Mona Jas: "Ich will am liebsten richtig stören"
Foto: © Mona Jas

Mona Jas ist Künstlerin, Kunstpädagogin, Dozentin, sie leitet Projekte. Im Grunde macht sie immer genau das, was sie für richtig hält. Darum zeichnen wir sie heute mit dem Siegel Berlin's Best aus - und stellen die kulturumtriebige Frau gleich mal im Profil der Woche vor: Welche Ziele verfolgt Mona Jas? Warum macht sie das, was sie tut? Und was hat das alles mit Franz Kafka zu tun?



CCB Magazin: Hallo Mona, stell dich doch mal vor: Wer bist du und was machst du?

Mona Jas:Ich bin Mona. Und ich mache Projekte: eigene als Künstlerin, zuletzt beispielsweise das Projekt „Stimmen“ in der Gruppenausstellung „Europa“ in der U-Bahnstation Bundestag, kuratiert von Francine Eggs und Andreas Bitschin. Hier habe ich Gesänge und Stimmen interaktiv an den Säulen der U-Bahnstation installiert. Gleichzeitig mache ich auch Projekte mit anderen - als gemeinsame Forschung sozusagen, als gemeinsame Wahrnehmung und gemeinsames Lernen. So zum Beispiel im Rahmen der Berlin Mondiale mit der Notunterkunft Alt-Moabit und dem KW Institute for Contemporary Art zur Frage: Was und wie sehen wir? Was zeigen wir? Mit allen interessierten Bewohnern und Bewohnerinnen haben wir hier am Anfang den Weg von der Unterkunft in die KW mit Fotos, Zeichnungen untersucht und markiert, Schritt für Schritt. Daraus haben sich viele weitere Projekte ergeben. Dann engagiere ich mich noch in der Lehre, zum Beispiel in der Kunsthochschule Weißensee zu Fragen der eigenen künstlerischen und gestalterischen Position in Verbindung mit gesellschaftlichem Engagement. Hier geht es um die Frage: Markt versus politisches Engagement – oder geht beides?

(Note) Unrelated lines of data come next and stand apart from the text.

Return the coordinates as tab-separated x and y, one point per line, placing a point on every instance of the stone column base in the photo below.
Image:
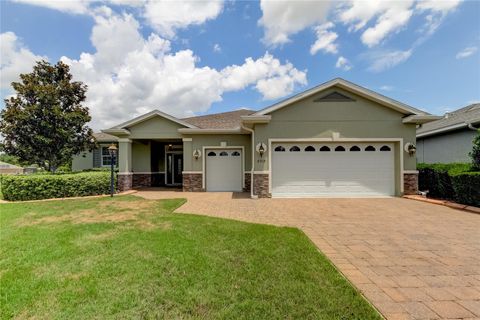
410	183
124	181
192	182
142	180
260	185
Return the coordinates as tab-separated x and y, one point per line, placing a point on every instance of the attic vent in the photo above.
334	96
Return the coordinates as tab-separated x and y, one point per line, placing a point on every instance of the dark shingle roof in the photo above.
468	114
224	120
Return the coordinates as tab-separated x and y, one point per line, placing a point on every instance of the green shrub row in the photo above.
35	187
454	181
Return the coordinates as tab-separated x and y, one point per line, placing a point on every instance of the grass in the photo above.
127	257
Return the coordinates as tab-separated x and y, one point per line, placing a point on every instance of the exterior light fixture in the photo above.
411	149
261	149
196	154
112	151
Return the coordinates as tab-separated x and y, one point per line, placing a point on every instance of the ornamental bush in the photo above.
45	186
454	181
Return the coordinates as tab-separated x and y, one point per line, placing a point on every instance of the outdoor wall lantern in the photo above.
196	154
112	150
410	148
261	149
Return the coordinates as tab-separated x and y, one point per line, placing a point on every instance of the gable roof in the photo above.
224	120
147	116
351	87
457	119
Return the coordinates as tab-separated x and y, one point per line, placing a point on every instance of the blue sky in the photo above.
191	58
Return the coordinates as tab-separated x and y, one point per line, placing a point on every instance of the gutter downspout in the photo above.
253	160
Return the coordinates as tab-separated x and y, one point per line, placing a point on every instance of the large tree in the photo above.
45	122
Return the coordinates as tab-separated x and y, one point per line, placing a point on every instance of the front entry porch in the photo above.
150	163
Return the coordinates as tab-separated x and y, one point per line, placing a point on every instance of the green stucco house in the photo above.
335	140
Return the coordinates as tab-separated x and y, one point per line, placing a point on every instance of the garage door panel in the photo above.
333	173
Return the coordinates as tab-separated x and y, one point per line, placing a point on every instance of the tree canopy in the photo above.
45	122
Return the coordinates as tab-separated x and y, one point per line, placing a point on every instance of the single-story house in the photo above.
335	140
449	139
96	158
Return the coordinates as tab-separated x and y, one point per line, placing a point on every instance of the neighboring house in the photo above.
96	158
7	168
449	139
337	140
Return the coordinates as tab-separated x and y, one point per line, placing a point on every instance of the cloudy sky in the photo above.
201	57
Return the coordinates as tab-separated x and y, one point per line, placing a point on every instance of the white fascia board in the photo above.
256	119
441	130
211	131
150	115
349	86
420	119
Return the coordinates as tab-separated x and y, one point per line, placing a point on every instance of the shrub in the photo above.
467	188
45	186
454	181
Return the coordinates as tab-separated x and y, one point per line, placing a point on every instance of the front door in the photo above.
174	169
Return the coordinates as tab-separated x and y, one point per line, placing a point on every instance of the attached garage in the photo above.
224	170
333	169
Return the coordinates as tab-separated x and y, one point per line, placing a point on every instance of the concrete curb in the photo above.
73	198
445	203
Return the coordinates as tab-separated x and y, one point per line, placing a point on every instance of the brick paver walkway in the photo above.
412	260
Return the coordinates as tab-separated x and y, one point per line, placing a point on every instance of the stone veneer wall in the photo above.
410	183
248	180
260	185
141	180
124	182
192	182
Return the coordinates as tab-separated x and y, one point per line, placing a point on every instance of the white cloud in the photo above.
390	16
383	60
167	16
146	74
467	52
343	63
325	39
16	59
281	19
69	6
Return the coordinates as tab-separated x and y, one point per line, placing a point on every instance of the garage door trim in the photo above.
288	140
204	162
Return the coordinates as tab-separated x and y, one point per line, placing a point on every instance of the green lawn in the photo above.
132	258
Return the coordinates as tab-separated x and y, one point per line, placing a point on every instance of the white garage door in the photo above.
333	169
223	169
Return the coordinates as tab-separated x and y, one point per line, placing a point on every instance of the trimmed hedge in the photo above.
454	181
36	187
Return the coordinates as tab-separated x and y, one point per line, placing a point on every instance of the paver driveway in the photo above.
412	260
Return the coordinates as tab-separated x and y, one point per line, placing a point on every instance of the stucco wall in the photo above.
356	119
199	141
450	147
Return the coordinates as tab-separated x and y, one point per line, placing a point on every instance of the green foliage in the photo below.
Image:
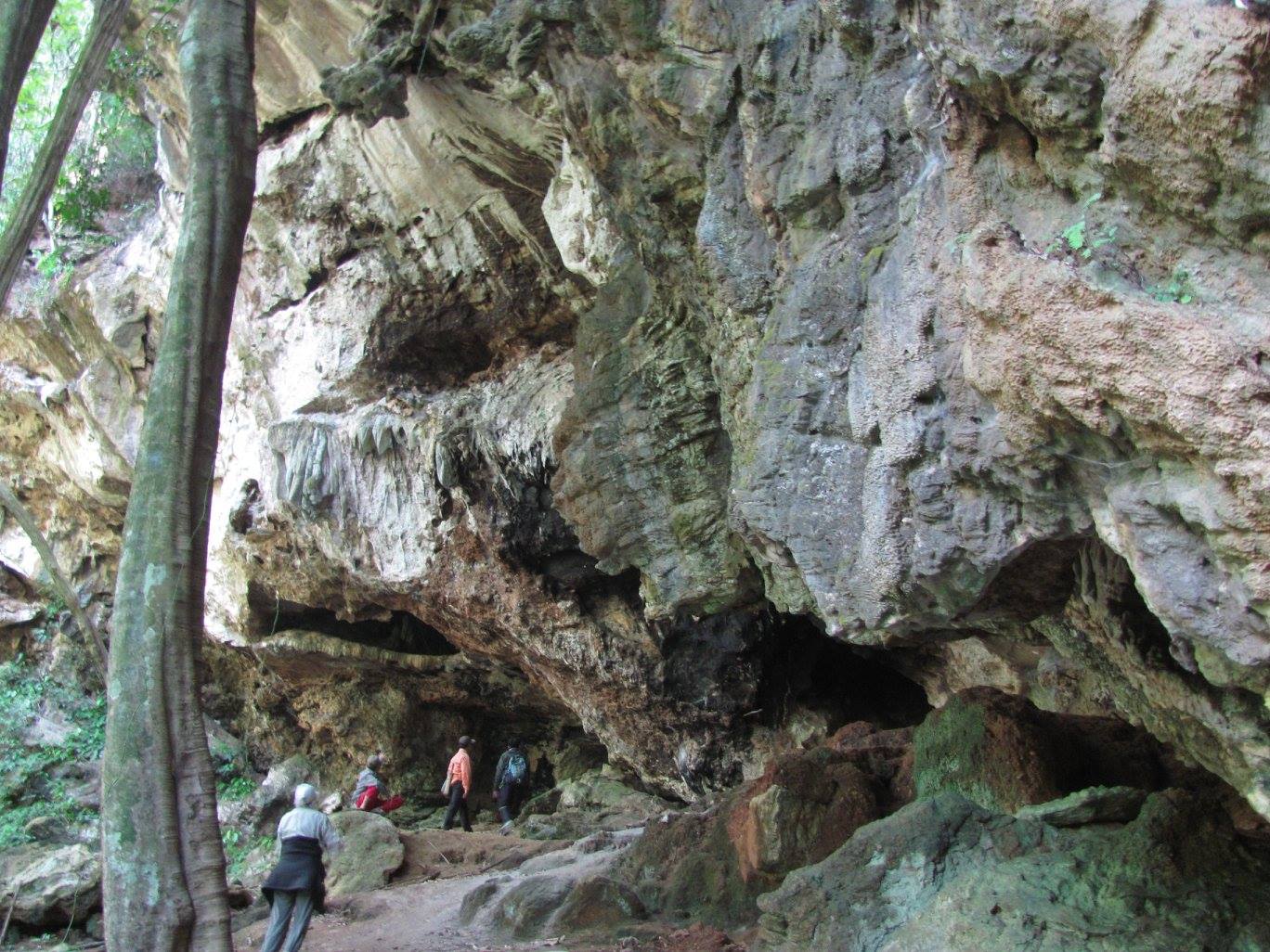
1179	289
26	791
238	848
113	148
1080	238
235	789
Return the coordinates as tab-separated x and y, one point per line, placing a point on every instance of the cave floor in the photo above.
420	910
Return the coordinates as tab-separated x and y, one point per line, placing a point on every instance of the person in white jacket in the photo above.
297	885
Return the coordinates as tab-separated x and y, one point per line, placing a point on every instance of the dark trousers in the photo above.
458	804
508	801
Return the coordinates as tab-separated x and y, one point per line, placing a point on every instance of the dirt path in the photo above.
420	913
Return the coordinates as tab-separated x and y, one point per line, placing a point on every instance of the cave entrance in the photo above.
387	630
805	669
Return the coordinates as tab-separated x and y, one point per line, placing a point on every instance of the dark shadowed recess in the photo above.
387	630
766	666
805	669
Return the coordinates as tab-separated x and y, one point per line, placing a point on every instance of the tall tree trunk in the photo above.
102	37
21	24
9	500
164	877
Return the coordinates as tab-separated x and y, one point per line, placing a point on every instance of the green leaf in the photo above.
1075	235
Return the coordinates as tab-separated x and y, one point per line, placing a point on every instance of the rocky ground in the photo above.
832	434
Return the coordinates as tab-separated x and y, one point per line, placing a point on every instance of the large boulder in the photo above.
597	904
371	853
259	813
1004	753
710	866
525	909
944	875
51	886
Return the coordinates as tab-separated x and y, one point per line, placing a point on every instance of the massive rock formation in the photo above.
621	353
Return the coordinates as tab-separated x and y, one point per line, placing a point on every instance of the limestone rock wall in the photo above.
603	338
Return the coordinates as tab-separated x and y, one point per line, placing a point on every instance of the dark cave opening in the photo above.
387	630
803	668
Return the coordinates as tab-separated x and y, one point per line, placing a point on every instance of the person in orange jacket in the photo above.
460	777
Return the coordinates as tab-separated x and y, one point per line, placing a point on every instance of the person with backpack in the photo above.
297	885
459	783
511	778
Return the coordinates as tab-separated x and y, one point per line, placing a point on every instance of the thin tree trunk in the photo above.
102	35
21	24
10	502
164	876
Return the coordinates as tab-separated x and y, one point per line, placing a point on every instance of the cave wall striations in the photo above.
603	337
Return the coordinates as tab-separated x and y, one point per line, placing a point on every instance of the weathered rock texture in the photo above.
944	875
587	334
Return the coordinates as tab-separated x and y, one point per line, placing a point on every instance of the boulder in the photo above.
711	866
525	909
944	875
1004	753
984	745
259	813
813	804
479	897
1089	804
597	904
54	885
371	853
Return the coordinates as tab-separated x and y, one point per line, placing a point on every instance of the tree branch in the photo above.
102	35
10	502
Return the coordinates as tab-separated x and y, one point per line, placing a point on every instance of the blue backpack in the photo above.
517	768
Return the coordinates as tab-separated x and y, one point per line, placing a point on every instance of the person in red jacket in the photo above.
460	777
371	792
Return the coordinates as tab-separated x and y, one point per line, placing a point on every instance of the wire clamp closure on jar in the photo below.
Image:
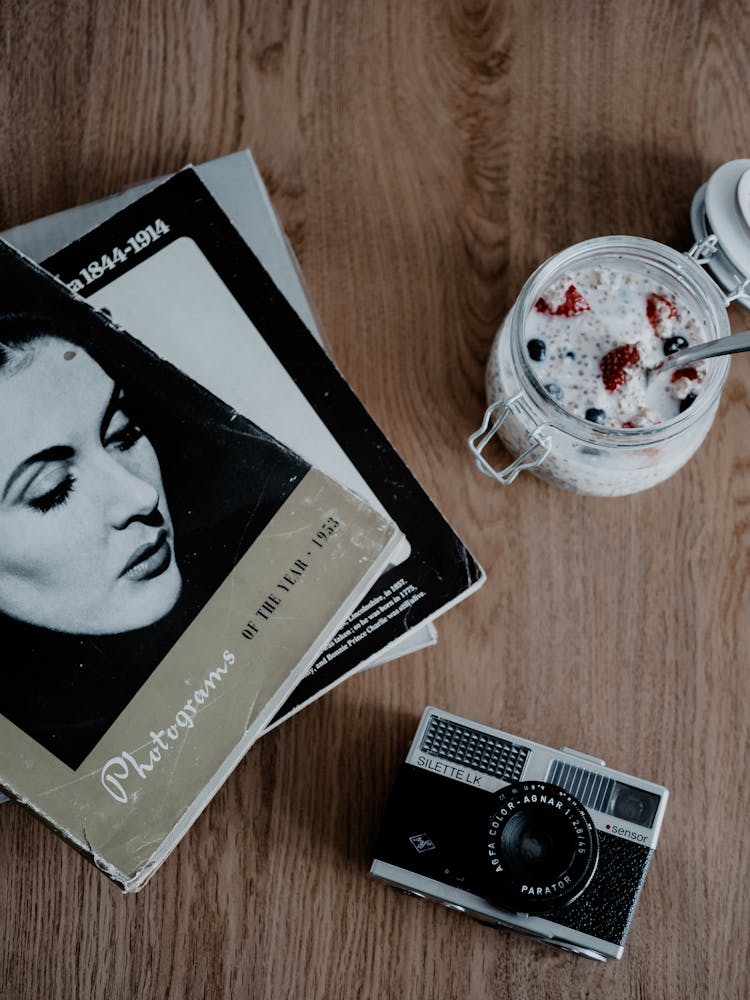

CCB Magazin: Und, geht beides?

Mona Jas:Unter bestimmten Voraussetzungen: ja. Meiner Meinung nach kann politisches Engagement heute auch als Teil des Marktes existieren, es geht ja immer darum, die Strategien zu unterlaufen, also das Spiel mitzuspielen und eigene Inhalte zu platzieren. Auch sind die linearen Zeiten von Schwarz-Weiß einfach mal vorbei. Und wenn wir uns die Idee des Akzelerationismus anschauen, nach der sich der Kapitalismus im Grunde irgendwann mit seinen eigenen Mitteln der Beschleunigung selbst schlägt, finden wir heute nicht nur Komplexitäten, sondern auch die Möglichkeiten, dass einander widersprechende Prozesse gleichzeitig stattfinden können.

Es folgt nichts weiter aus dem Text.